Le chef de la diplomatie américaine s'exprimait à Rome, où sont réunis les représentants de 23 pays engagés dans la lutte contre l'EI. De Barack Obama à Matteo Renzi en passant par Manuel Valls, les dirigeants de ces pays ont déclaré ces derniers temps que la Libye serait vraisemblablement le prochain lieu de l'affrontement contre le groupe d'Abou Bakr al Baghdadi.

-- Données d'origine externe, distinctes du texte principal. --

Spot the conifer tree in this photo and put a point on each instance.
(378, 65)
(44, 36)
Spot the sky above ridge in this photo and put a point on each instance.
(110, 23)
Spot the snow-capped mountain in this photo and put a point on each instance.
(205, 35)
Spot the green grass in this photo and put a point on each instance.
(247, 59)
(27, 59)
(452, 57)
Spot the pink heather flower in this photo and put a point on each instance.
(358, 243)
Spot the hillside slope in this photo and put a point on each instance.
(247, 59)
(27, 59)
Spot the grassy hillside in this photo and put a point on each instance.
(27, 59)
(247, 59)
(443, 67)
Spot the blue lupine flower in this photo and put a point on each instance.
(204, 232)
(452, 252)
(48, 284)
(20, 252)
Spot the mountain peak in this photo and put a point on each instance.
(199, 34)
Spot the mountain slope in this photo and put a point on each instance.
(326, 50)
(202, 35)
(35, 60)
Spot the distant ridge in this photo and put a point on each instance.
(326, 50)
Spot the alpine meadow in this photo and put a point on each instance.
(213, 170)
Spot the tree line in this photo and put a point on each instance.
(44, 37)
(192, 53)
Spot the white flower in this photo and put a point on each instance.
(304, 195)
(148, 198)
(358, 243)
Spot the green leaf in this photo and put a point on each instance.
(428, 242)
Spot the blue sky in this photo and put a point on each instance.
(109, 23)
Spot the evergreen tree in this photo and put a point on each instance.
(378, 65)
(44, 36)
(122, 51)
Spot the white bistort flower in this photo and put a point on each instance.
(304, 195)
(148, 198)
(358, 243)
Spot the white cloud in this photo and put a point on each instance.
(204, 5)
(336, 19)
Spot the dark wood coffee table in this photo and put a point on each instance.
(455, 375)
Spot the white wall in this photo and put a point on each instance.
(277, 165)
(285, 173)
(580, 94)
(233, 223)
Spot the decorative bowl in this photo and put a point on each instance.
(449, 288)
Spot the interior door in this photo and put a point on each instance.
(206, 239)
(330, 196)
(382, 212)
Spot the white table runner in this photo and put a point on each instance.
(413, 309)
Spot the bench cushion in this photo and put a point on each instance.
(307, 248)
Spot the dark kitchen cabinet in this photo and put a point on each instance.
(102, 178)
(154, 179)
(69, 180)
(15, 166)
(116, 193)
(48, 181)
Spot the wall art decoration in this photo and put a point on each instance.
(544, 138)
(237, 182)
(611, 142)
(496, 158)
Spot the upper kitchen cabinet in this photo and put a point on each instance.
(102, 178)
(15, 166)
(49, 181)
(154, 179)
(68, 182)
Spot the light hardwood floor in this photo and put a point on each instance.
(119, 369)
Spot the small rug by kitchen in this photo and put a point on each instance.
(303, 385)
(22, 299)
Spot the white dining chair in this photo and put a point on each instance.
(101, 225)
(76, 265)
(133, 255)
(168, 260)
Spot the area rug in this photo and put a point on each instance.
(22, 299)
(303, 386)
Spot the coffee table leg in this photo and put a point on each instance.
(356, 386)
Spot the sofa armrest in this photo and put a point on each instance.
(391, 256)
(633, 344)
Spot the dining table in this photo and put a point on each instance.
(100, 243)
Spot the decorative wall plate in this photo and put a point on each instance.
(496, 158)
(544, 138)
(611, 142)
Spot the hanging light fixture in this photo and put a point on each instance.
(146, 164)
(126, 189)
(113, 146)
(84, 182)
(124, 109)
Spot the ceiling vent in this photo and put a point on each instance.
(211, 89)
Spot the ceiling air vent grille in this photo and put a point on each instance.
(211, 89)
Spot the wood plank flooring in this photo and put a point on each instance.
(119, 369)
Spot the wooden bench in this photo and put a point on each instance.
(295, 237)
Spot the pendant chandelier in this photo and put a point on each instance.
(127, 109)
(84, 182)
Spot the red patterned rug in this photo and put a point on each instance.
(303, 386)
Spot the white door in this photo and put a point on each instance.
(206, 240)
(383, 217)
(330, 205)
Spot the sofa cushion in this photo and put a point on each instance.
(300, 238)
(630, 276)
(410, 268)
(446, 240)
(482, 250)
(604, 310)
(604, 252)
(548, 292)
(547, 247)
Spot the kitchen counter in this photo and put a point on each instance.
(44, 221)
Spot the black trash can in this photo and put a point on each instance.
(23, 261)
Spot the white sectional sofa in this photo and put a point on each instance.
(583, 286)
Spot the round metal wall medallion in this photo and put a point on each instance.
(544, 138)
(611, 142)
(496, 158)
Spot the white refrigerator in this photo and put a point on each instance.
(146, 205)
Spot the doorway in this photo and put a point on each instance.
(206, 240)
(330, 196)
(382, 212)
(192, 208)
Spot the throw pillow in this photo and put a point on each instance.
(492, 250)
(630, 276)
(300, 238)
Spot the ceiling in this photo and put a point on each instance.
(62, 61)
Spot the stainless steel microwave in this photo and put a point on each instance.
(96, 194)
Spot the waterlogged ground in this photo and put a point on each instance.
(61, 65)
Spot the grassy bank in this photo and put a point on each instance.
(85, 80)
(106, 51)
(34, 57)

Le mouvement djihadiste, qui a pris la ville de Syrte en profitant du vide du pouvoir, s'est déjà attaqué à plusieurs reprises aux installations pétrolières libyennes.
"En Libye, a souligné John Kerry, nous sommes sur le point d'avoir un gouvernement d'union nationale. Ce pays a des ressources. Ce que nous ne voulons pas, c'est qu'un prétendu califat accède à des milliards de dollars de revenus pétroliers."
Cinq ans après la chute de Mouammar Kadhafi, l'Onu a fait adopter un plan de transition politique censé aboutir à la formation d'un gouvernement d'unité nationale en lieu et place des deux administrations distinctes qui se disputent la légitimité du pouvoir.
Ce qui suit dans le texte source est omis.